The Groupama-FDJ rider began the race wearing gloves, but as the cobbled sectors clocked up, and the attrition bedded in, the friction grew unbearable. The only option was to take them off.
“I just had to ride the sectors without trying to put my palms on the handlebars,” he said. “Everything hurts. I’ve got blisters on my feet, no skin on my hands, back hurts. Luckily I’ve got a few days off now.”
Asked to recount his day, Watson began at Haveluy, the sector before the Forest of Arenberg, where the winning move went. “That’s where it really kicked off,” he said. “I took Stefan [Küng] into it, just behind [Mathieu] Van der Poel and Wout [van Aert]. I was going as hard as I could already, I couldn’t follow them. And then from there really it was just a battle to the finish.
“Of course, I would’ve liked to have been there a bit more at the end, but I couldn’t hold my handlebars. Over the sectors, it was just agony.”
Mes mains.

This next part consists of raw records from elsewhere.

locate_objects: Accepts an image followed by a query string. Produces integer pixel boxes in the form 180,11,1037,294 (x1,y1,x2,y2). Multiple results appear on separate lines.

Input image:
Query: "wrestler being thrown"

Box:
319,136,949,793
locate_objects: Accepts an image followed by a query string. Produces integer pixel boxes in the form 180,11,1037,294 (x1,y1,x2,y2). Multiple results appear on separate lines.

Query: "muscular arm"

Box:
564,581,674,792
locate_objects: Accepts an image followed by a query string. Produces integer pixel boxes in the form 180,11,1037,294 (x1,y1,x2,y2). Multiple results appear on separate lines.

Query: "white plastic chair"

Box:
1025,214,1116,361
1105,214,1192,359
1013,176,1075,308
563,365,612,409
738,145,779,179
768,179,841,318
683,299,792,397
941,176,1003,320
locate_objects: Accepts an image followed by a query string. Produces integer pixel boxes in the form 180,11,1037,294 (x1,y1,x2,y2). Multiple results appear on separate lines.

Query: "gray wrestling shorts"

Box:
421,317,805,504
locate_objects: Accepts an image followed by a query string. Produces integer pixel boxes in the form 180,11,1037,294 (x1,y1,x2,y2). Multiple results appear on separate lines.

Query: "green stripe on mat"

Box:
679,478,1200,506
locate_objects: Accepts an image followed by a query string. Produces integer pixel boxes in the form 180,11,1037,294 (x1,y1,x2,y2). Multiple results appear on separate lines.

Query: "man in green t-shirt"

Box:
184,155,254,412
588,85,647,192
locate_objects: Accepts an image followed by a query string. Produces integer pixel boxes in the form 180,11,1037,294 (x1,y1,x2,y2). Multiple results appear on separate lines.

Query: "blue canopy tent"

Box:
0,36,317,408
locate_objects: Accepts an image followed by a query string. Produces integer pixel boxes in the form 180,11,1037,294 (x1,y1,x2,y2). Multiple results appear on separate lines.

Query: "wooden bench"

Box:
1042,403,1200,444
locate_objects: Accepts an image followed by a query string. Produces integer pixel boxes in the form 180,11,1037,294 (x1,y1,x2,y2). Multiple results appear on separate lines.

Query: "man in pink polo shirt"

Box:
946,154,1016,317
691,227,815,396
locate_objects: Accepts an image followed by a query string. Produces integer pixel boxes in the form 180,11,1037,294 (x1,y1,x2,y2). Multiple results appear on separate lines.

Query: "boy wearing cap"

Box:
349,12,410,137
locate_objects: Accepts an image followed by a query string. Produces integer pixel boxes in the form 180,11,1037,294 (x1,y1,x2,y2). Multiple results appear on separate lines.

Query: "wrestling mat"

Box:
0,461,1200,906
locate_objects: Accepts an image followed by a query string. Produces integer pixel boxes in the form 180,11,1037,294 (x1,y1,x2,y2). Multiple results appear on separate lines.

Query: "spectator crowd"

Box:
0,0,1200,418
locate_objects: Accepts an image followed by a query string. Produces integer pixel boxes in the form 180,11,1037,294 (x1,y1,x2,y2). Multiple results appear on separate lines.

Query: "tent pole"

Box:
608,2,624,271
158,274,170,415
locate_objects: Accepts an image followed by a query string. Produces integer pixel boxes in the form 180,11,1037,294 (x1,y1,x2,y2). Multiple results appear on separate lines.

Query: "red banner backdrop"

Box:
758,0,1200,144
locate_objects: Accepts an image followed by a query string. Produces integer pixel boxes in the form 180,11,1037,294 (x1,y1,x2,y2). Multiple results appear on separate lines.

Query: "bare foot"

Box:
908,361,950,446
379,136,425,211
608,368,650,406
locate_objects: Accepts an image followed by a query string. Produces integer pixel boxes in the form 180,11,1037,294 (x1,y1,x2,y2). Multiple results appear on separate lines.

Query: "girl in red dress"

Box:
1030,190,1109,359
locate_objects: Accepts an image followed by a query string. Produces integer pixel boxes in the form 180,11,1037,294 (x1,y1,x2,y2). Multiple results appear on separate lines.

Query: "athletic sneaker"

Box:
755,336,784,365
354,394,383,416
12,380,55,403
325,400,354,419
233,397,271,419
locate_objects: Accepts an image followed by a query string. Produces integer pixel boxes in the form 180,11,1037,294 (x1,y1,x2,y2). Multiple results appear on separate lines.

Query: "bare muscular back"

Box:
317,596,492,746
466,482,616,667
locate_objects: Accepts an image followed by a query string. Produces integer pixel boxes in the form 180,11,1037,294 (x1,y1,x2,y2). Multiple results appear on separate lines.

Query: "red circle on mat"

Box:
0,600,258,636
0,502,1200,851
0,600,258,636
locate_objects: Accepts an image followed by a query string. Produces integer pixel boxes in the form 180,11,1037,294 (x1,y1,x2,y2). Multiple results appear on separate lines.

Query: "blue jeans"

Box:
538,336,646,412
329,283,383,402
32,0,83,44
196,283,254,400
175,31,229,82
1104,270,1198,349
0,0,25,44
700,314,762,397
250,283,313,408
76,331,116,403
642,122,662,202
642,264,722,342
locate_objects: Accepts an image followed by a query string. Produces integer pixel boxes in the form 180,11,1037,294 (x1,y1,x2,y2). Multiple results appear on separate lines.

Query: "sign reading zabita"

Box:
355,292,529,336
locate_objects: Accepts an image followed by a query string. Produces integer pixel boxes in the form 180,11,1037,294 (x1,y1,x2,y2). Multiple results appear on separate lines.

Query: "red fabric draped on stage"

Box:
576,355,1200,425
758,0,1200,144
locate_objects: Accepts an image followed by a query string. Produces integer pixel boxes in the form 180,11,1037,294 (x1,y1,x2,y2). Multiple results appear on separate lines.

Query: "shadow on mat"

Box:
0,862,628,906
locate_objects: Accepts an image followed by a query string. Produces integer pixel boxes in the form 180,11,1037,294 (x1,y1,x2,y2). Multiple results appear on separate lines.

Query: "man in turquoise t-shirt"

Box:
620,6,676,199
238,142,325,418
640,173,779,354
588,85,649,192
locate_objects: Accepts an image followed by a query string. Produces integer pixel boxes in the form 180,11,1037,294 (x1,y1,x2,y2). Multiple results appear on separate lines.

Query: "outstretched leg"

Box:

Mes mains, mes mains. pic.twitter.com/n1hTOYMcRRApril 9, 2023
Alice Towers - 23rd
Initially a reserve, British road champion Alice Towers only got the call-up to this year’s Paris-Roubaix two weeks before the race. “I was really nervous,” she said afterwards, which is why she chose to escape up the road.
There, safe from the perilous proximity of the bunch, she rode for 100km as part of the breakaway group from which Alison Jackson eventually won.
“I’d been on one recon, and I just sort of dived in,” Towers told Cycling Weekly. “The plan was to be vigilant. I was more of a support rider for the first bit of the race, and then the break actually went quite a long way, and I was there at the very end. So I’m pleased about that.”
On her Roubaix debut, the 20-year-old crossed the line in 23rd place, half a minute down on the winner. When she found out her companions stayed away, she rued the moment she lost contact, which came on an unsuspecting motorway bridge between the final sectors. “It just caught me by surprise,” she said. “But I was gone. I was pretty cooked anyway, so I don’t know what I could have done.”
Face muddied, Towers stood in the velodrome and shook out her arms, sore from the bone-shaking terrain. “I think they’ll be bruised tomorrow,” she laughed, before reflecting once more on the race she had just finished.
“I’m happy to have ticked it off,” she said. “[Beforehand], everyone was just like, ‘Oh my god, the Hell of the North, it’s crazy there. It’s horrible.’ But actually, I enjoyed it more than I thought I would.”